Patrick started off the show by asking Pippen about his views on Durant and James if they were in his era and vice-versa, then the famous radio/podcast host went into the ’94 playoffs game and that’s when the Bulls legend doubled down on his comments about his old coach:
Pippen then began speaking in third-person when referring to his ’93-’94 season and reaffirmed what he told GQ’s Tyler Tynes by stating that Jackson made Pippen stand out-of-bounds while Kukoč took the famous final shot because of an underlying racial motive:
“Wouldn’t you give Scottie Pippen one opportunity to get a last-second shot without Michael Jordan? Like, one year without Michael Jordan…can I get one shot? I’m doing all the dirty work…” Pippen said, “That was Scottie Pippen’s team. Scottie Pippen was on pace to be an MVP that year, right?”
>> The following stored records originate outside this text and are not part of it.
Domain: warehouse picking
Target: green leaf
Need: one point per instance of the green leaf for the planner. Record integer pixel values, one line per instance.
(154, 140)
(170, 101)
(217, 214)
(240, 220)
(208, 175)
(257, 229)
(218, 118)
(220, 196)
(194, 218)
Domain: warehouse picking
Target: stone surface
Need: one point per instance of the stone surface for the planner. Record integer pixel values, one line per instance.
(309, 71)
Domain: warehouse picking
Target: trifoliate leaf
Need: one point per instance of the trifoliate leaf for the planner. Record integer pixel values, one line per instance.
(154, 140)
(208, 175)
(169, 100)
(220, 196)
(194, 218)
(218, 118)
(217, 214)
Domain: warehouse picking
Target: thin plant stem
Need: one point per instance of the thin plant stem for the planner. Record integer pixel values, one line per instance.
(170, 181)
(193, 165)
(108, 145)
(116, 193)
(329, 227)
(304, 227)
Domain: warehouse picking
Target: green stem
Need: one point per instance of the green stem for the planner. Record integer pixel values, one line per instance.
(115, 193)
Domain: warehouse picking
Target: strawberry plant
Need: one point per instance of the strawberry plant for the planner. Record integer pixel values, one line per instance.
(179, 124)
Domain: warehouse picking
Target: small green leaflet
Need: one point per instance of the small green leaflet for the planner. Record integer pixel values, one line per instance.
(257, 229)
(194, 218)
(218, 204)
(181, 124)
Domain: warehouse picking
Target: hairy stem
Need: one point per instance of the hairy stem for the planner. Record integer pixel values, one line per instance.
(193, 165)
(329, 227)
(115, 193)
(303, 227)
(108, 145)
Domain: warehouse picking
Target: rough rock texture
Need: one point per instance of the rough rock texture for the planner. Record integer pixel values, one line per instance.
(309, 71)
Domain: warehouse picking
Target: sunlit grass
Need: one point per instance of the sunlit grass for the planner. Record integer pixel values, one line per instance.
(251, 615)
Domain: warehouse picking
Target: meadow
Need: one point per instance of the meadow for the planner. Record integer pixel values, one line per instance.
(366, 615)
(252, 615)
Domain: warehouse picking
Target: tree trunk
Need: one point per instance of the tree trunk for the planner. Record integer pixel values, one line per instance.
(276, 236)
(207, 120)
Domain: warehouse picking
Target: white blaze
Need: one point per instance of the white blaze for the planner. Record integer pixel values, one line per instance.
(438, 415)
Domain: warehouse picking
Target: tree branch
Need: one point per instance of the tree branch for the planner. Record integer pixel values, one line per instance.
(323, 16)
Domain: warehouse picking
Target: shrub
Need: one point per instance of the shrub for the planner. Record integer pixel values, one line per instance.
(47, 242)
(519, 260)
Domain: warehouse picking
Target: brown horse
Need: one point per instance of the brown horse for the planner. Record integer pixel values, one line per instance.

Immediately after those statements, he started to speak on how Jackson and the late Kobe Bryant’s relationship was another area where the former Coach of the Year’s racial undertones were put on display, specifically based around his tell-all book The Last Season: A Team in Search of Its Soul where he spoke on Bryant’s rape case and the circus that surrounded it during a pivotal season.
Host Dan Patrick tried to reel Pippen in and give him another chance to explain, or even to just better clarify, his comments on Jackson, “It feels like [Jackson] is disloyal, I don’t know if that makes him a racist,” Patrick said.
Pippen swiftly responded, “Well that’s your way of putting it out…I was in the locker room with him, I was in practices with him. You’re looking from afar.”
He also stated that the classic game-winner in the 1997 Finals, a major focal point in the Michael Jordan documentary “The Last Dance”, was originally planned around Jordan taking the final shot and that the only reason Steve Kerr ended up firing it from 15-feet out instead is that Jordan was “controlling the cameras” and that the widely-accepted G.O.A.T. of basketball was giving Kerr the final shot because “the cameras were working, basically, for Michael Jordan, not the Chicago Bulls”.
So here we are. After multiple bombshells, hot takes, and insight after insight into plays, games, and relationships that everybody thought they knew two narratives are being built around the ten-time All-Defensive player:
1) He’s ruining his reputation as a player, and NBA analyst, while simultaneously shifting blame and unnecessary attention on other people.
2) He’s telling it how it is for the first time in his life, exposing a possible underlying racist behavior in one of the most famous and well-received NBA coaches of all time. Not to mention sharing his side of the story, which was told in “The Last Dance” last year by Jordan (and somewhat by himself), to a further extent to show how important Pippen actually was.
Could this all be a ruse to help boost pre-orders of his memoirs? Or is he just blowing smoke to blow smoke and keep his name in the news?
No matter what the reason is it’s clear that Pippen has plenty to get off his chest 17 years after he has retired, more of which will likely be exposed in the coming weeks before his memoirs are released, and it’s going to be rather interesting seeing how some of the people he’s talking about respond.